With @Clement, we are currently developing Explauto, a Python library designed to study, model and simulate curiosity-driven learning and exploration in robotic agents. The main idea behind this framework is to provide a common interface for the implementation of active sensorimotor learning algorithm (details about the scientific groundings can be found here).
While developed to be easily integrated with various simulated or robotic environments, Explauto is tightly linked with Pypot through a dedicated PypotEnvironment. Thus, it allows to easily and quickly setup experiments on autonomous exploration with dynamixel based robots and more specially Poppy.

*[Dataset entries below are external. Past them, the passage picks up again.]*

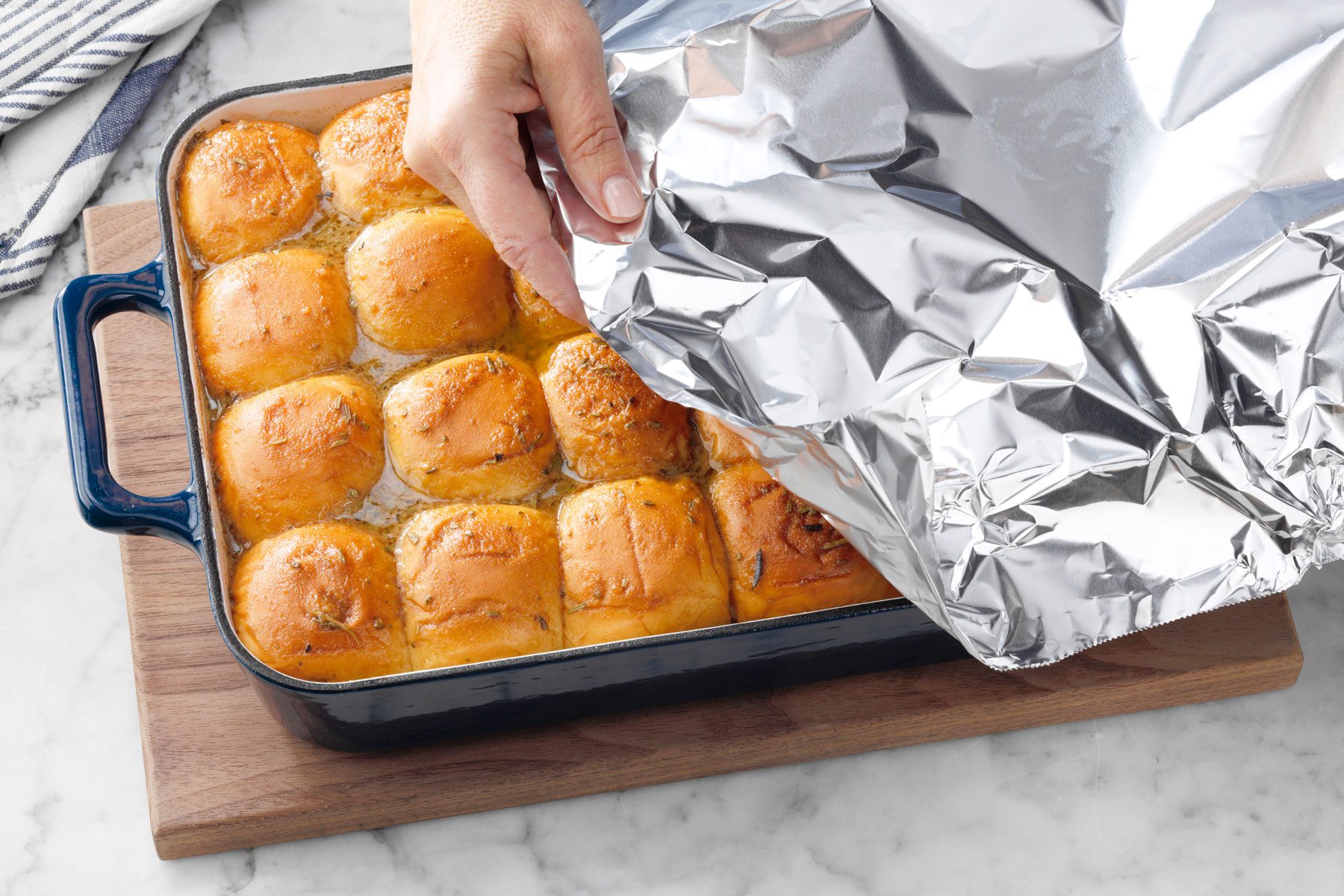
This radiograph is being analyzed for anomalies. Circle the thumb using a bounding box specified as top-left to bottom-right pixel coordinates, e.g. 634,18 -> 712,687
528,4 -> 644,223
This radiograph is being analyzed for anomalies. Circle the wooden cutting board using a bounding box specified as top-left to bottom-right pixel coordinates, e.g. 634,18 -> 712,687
84,203 -> 1302,859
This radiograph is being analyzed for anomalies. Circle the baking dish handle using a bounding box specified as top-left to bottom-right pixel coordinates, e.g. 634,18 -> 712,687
55,258 -> 203,553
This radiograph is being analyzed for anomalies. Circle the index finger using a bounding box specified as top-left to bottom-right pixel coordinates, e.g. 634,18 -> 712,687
452,111 -> 586,324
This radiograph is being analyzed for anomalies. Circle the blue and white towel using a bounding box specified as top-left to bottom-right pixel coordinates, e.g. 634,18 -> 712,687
0,0 -> 215,298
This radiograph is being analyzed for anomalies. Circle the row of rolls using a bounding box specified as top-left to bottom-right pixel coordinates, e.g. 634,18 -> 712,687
214,349 -> 890,681
178,90 -> 894,681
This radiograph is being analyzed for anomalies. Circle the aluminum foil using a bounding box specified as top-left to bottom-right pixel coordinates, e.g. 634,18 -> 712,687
531,0 -> 1344,669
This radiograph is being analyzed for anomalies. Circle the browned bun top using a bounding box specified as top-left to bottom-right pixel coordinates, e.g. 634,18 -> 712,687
558,477 -> 729,646
514,271 -> 588,340
383,352 -> 556,501
231,523 -> 410,681
178,121 -> 323,262
691,411 -> 751,467
320,89 -> 444,224
212,373 -> 383,541
396,504 -> 561,669
541,333 -> 691,479
192,247 -> 356,396
709,462 -> 894,622
346,205 -> 512,352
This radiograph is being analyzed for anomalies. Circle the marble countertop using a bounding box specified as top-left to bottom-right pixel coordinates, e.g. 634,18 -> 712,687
0,0 -> 1344,896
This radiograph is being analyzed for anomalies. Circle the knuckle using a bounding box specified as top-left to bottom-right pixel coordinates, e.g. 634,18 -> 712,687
494,234 -> 541,270
568,121 -> 625,164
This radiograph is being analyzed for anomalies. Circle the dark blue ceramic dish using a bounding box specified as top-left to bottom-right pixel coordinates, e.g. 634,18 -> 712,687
47,67 -> 966,750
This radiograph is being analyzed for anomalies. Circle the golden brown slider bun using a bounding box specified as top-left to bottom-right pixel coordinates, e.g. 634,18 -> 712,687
691,411 -> 751,467
346,205 -> 512,352
214,373 -> 383,541
396,504 -> 561,669
514,271 -> 588,340
178,121 -> 323,262
319,89 -> 444,224
231,523 -> 410,681
541,333 -> 691,479
709,462 -> 895,622
558,477 -> 729,646
383,352 -> 556,501
193,247 -> 356,395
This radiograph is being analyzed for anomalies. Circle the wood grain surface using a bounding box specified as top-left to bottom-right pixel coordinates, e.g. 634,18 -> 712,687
84,203 -> 1302,859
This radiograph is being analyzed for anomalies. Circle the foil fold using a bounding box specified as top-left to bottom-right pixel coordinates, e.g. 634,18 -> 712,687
528,0 -> 1344,669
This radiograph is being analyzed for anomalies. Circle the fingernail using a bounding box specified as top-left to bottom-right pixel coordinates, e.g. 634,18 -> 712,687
602,175 -> 644,220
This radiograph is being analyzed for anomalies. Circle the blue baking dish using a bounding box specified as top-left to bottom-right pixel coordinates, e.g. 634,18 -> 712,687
47,67 -> 966,751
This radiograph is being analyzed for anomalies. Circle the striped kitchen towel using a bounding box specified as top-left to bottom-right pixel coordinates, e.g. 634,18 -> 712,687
0,0 -> 215,298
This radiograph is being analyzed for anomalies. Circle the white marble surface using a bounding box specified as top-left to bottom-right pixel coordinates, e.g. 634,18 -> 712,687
0,0 -> 1344,896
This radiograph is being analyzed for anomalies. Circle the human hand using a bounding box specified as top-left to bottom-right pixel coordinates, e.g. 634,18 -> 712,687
405,0 -> 644,321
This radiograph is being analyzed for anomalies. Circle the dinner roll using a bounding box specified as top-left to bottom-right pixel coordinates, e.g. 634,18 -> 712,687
192,247 -> 356,395
541,333 -> 691,479
231,523 -> 410,681
319,89 -> 444,224
514,271 -> 588,340
178,121 -> 323,262
396,504 -> 561,669
212,373 -> 383,541
691,411 -> 751,467
383,352 -> 556,501
709,462 -> 895,622
346,205 -> 511,352
558,477 -> 729,646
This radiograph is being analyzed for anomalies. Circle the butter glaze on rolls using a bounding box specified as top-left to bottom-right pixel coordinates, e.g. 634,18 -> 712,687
541,333 -> 692,479
383,352 -> 556,501
709,462 -> 895,622
192,247 -> 358,396
396,504 -> 561,669
691,411 -> 751,469
178,121 -> 323,262
346,205 -> 512,352
231,523 -> 410,681
556,477 -> 731,646
214,373 -> 383,543
319,89 -> 444,224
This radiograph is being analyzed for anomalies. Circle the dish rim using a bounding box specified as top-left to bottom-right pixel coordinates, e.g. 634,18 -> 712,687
155,64 -> 915,694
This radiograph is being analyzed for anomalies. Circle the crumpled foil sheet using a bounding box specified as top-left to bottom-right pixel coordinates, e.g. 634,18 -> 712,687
529,0 -> 1344,669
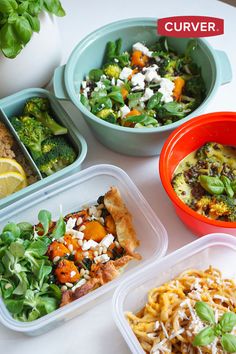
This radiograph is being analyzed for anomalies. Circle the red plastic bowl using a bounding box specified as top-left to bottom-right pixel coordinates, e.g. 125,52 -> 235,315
159,112 -> 236,236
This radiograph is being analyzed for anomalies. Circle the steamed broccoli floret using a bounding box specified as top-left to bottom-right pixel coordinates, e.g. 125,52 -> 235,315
172,173 -> 191,205
195,195 -> 236,221
11,116 -> 51,159
24,97 -> 67,135
42,136 -> 68,154
36,145 -> 76,176
104,64 -> 121,79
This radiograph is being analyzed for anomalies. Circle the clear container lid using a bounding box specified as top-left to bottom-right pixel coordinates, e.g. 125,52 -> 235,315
113,234 -> 236,354
0,165 -> 168,335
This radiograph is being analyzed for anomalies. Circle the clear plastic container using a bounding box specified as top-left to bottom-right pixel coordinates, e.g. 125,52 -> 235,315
113,233 -> 236,354
0,165 -> 168,335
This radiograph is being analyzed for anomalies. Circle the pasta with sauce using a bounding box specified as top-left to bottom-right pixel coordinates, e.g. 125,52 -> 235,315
126,267 -> 236,354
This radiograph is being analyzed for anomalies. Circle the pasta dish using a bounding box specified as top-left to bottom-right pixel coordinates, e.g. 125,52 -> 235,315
126,267 -> 236,354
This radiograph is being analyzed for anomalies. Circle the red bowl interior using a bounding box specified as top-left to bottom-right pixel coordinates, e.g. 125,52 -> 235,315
160,112 -> 236,228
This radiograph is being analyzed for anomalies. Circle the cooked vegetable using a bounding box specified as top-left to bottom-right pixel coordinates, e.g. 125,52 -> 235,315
24,97 -> 67,135
10,97 -> 76,176
35,145 -> 76,176
0,187 -> 140,321
55,259 -> 80,284
11,116 -> 51,160
80,38 -> 205,128
172,142 -> 236,221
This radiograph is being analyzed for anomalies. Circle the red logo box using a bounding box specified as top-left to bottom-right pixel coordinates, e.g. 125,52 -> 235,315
157,16 -> 224,38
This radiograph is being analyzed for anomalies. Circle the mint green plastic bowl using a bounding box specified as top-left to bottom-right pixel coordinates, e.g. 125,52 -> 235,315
54,18 -> 232,156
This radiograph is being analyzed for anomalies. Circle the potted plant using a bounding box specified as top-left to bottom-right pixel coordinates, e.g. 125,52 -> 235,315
0,0 -> 65,97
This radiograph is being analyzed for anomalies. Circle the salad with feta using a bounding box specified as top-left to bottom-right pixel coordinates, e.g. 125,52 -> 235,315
80,37 -> 205,128
0,187 -> 141,322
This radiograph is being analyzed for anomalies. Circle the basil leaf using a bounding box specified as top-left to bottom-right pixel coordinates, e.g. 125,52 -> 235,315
147,92 -> 163,109
17,222 -> 33,233
192,327 -> 215,347
24,13 -> 40,32
0,0 -> 17,14
5,299 -> 24,315
231,180 -> 236,193
44,0 -> 66,17
185,39 -> 198,58
89,69 -> 103,82
221,333 -> 236,353
38,210 -> 52,235
13,16 -> 33,44
220,176 -> 234,198
52,216 -> 66,239
195,301 -> 215,324
3,222 -> 20,238
199,175 -> 225,195
219,312 -> 236,332
0,23 -> 22,59
9,242 -> 25,258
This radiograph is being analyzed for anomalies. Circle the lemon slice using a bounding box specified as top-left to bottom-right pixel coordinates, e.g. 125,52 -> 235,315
0,172 -> 27,198
0,158 -> 26,178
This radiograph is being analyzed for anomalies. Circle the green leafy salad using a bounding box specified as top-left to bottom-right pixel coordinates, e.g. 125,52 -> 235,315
80,37 -> 206,128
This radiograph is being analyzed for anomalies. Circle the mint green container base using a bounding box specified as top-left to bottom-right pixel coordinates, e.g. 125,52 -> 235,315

The source code is available on our github repository under the GPLv3 licence. Explauto is based on the same open principles than the Poppy-Project (most people involved in Explauto are also involved in the Poppy-Project) and shares its open-source and open-science philosophy. So, we will try to post on this forum all experiments made with our library and especially the ones based on Poppy.
To illustrate what you can do with Explauto and Poppy, we designed a very simple experience where Poppy is learning the inverse kinematic model of its arm: i.e. it learns how to reach a specific 3D location with its hand by controlling the motors of its arm. While this is a well-known problem and can be relatively easily solved using analytics method in such low dimensional space (Poppy's arm is only 4DoF) we think it makes a good proof-of-concept demo.
To go a bit further, we illustrate that thanks to Explauto pool of experiments you can easily run this experiment simultaneously on both arms using various conditions. Here, as a toy example, we compare motor and goal babbling strategies.
You can directly replicate this demo by adapting the code used for the experiment (note that the optitrack sensor that we used could be replaced by any other tracking device).